Thursday, 9 June 2022

1900 (Novocento) (1976)



Welcome to Bertolucci’s massive socialist manifest.

It is truly amazing what you can get away with when you are a famous director, known for making controversial but highly successful movies. After his success with “Last Tango in Paris”, Bertolucci got away with making what can only be described as a suicidal project.

On the face of it “1900” (“Novecento”) is a sympathetic enough idea. Two children are born on the same day in 1901 on the Berlinghieri farm in Italy. Alfredo is the grandson of the owner of the farm, the Padrone, Alfredo the Elder (Burt Lancaster), and Olmo is the illegitimate son of one of the Berlinghieri peasants. We follow them as children, young men (as Robert De Niro and Gérard Depardieu) and as adults.

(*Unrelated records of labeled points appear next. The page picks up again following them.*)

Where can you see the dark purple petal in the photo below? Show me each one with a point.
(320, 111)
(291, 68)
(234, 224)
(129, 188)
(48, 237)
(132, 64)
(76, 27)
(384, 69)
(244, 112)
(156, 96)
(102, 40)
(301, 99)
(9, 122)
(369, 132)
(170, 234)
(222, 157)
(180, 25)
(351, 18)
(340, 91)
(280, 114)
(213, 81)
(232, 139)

When Alfredo’s son Giovanni takes over, times get tough for the peasants and while Alfredo, the younger lives an idle life, Olmo becomes a glowing communist.

With the rise of fascism in Italy, the new foreman on the farm, Attila (Donald Sutherland) introduces fascist methods on the farm as well. He is an enthusiastic fascist and a complete psychopath. Olmo and the peasants have a hard time and Alfredo is too weak to dismiss Atilla when he takes over as Padrone. When the war ends, the farm becomes a communist commune with a lot of singing and dancing and incomprehensible speeches.

Sounds decent enough, except that this relatively simple story takes five hours and 15 minutes to complete! I am not kidding, I basically watched three movies worth of Italian social realism. Long movies are not necessarily a problem if the time is well spent, but this was an ordeal.

Behind the appearance of realism this is an almost cartoonishly stylized story. The landowners are evil fascists, the peasants are the innocent heroes fighting for liberation under a communist banner. Attila and his blackshirts are evil bastards. Olmo is the hero with integrity who always does the right thing, while Alfredo is a weak man protected by his wealth who has the power but not the will to do the right thing. This story is so black and white that it is almost comical. Meanwhile we are supposed to believe that despite all this Olmo and Alfredo are best friends. Yeah…

Bertolucci also felt a need to give us some shock effects. The sex and the nudity is tasteless, but mostly harmless. Just unnecessary, really. The cruelty of Attila on the other hand is so extreme that I seriously considered simply cutting the movie after he kills the boy, Patrizio, in one of the worst scenes I ever watched. I felt sick to the bone, and this is part of the reason it took me two weeks to get through this mess.

Because Bertolucci felt the need to drive home his points this aggressively, it feels like heavy-handed propaganda to make Moscow blush. It loses the credibility it so much wants to have, sacrificed for a political agenda and the corners it needs to cut renders large parts of the movie rather incomprehensible. The bigger sacrifice though, is that as a viewer I lose interest in the story and the characters and remember, this is a five hour long movie!

The usual problem on Italian movies with strange dubbing that disconnect the actor from his or her voice seems almost a minor issue. I chose Italian language because it is an Italian movie in Italy, but how weird is it to see Robert De Niro, Gérard Depardieu and Donald Sutherland speak Italian?

Unless you are looking for an inspiring movie for your next (very long) meeting at the local socialist revolution club, I would not recommend this movie on anybody. Find some other three movies. At least one of them will be time better spent.


  1. You are a braver person than I. My interest in seeing this faded as soon as I knew the running time. - Bea

    1. I honestly thought it was a mistake. Only when I saw it spanned two disks did it really sink in. Yet the length is not the biggest problem here. You did well evading this one.